Over the weekend, I was thinking about the fact that it’s been nearly five (!) years since I first moved to the city for a the summer to intern in college. Back then, I had no idea what to expect. I was going into my junior year, so I didn’t have a ton of other friends in the city, the way I did the next summer — it’s practically a rite of passage to intern in NYC before your senior year at Syracuse. I had applied to dozens of internships (over 40, for sure) in both Chicago and New York, hoping I’d get just one offer. I remember on my way home from spring break, I looked at the magazine stand at the airport, and told my friend I’d applied to the vast majority of the titles up there! And then the very next day, I got an email about an interview for the internship I ended up taking that summer.
Long story short, it ended up being one of the best summers of my life. I had an amazing internship, with bosses who were super supportive, kind and eager to let me get my feet wet in the magazine world. I lived in an NYU dorm with four random roommates, and we all ended up getting along really well. Plus, the dorm was in amazing location (right on Washington Square Park in Greenwich Village.) I’ll literally never have such a prestigious address again in NYC, unless I marry an actual billionaire. (With a B!) It was an incredible 10 weeks.
Interning is such a part of the college culture nowadays, and thankfully, more and more companies are abandoning the unpaid model in favor of paying their interns, which make them more obtainable to a greater number of people. As that season is in full swing, I thought I’d do a post on what I learned from my experiences, and how you can try to ensure you get the perfect internship for you this summer.
Also, I realize that for business internships, a lot of the process is done back in the fall, not to mention, on campus.

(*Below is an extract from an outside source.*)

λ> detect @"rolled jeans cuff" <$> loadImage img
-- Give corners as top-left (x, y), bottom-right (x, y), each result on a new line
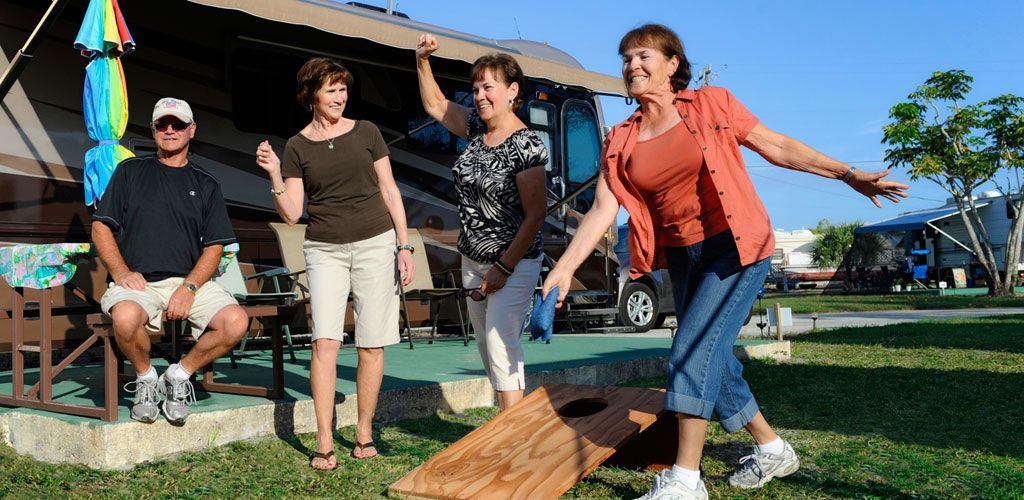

So for the purpose of this post, I’m going to focus a more on creative fields, which is more up my alley anyways!
1. There’s no such thing as too many applications.
Until you get an internship, you don’t have an internship. So as tedious as it can get, you’ve got to just keep on applying. Casting a wide net when it comes to the number of applications you submit will only up your chances of getting more interviews, and therefore, more offers (or an offer!). Especially for your first internship, when you’re really going in blind, it’s important to have a large and wide variety in the mix. Internships can be hard and this is an easy way to up the likelihood of you getting one.
2. Reach out to your alumni network.
We all know that knowing people in your chosen industry undeniably gives you a leg up in the internship process. But not knowing anyone doesn’t mean you’re destined for failure! Instead, try to make your own connections by reaching out to people who went to your school who work in your industry. You already have common ground, and more often than not, people want to help. Especially for those who aren’t too far out of school, they remember what it was like to be in college and searching for a summer internship. And once you have that face to face meeting (or over the phone, if that’s all location allows) you’ll have another friendly face in your field. Also, if they’re hiring an intern, having someone land in their inbox who they know is getting a good education is an easy-to-choose applicant — and that’s what they’re looking for. People don’t want to spend a ton of time searching for an intern. This makes it easier on them.
One thing to note: Don’t be annoying when it comes to this. Respect people’s time — to follow up, send an email updating on what you’re doing once or twice during the school year. I also think it’s best to do this when you’re a little older — think junior or senior year. That’s when internships are most important, and when “real” jobs will start to be on the horizon and having someone on your side is even more important.
A really easy way to get yourself moved from the maybe pile to the no pile is a typo or glaring mistake on your resume or cover letter. For many internships, there are hundreds of applicants with similar experience levels and education. That means a hiring manager is looking for anything to set a strong (or weak!) applicant apart. Have someone you trust — your mom, your best friend, a classmate with impeccable work — read over your resume and cover letter before you turn it in. And of course, you should do it yourself, too. Don’t let a silly mistake keep you from an incredible opportunity.
4. Be open to all sorts of opportunities.
This goes beyond just being open — but also seeking other opportunities out. Though prestigious companies sound nice, and yes, prestigious, sometimes smaller companies allow you to get more hands-on experience. Of course, they likely get less applicants as well. That raises your chances of getting an interview and later on, getting hired. While you shouldn’t apply for something that holds absolutely no interest for you, at the same time, you can’t be picky. And who knows? Something that might not have originally been your top choice could be the perfect fit, or could expose you to something new that you may end up loving.
5. Expect lots of rejection — but don’t let it kill your morale.
Internships are tough. Especially if you’ve never had one, you’re just inevitably going to end up with more emails telling you no in your inbox than yes. It’s so important to remember that this isn’t about you. Companies get hundreds of applicants (maybe even thousands, in some cases!) and not every opportunity is going to work out. It doesn’t mean they hate you. It doesn’t mean you weren’t qualified. It doesn’t mean you’re not going to get another great internship. You never know why these things happen. Maybe the CEO’s niece ended up with the job. Maybe it went to a former intern who came back for another summer. Don’t stress, don’t take it personally, move on, and look towards the future. The right opportunity is out there — do everything you can to take advantage when it comes around.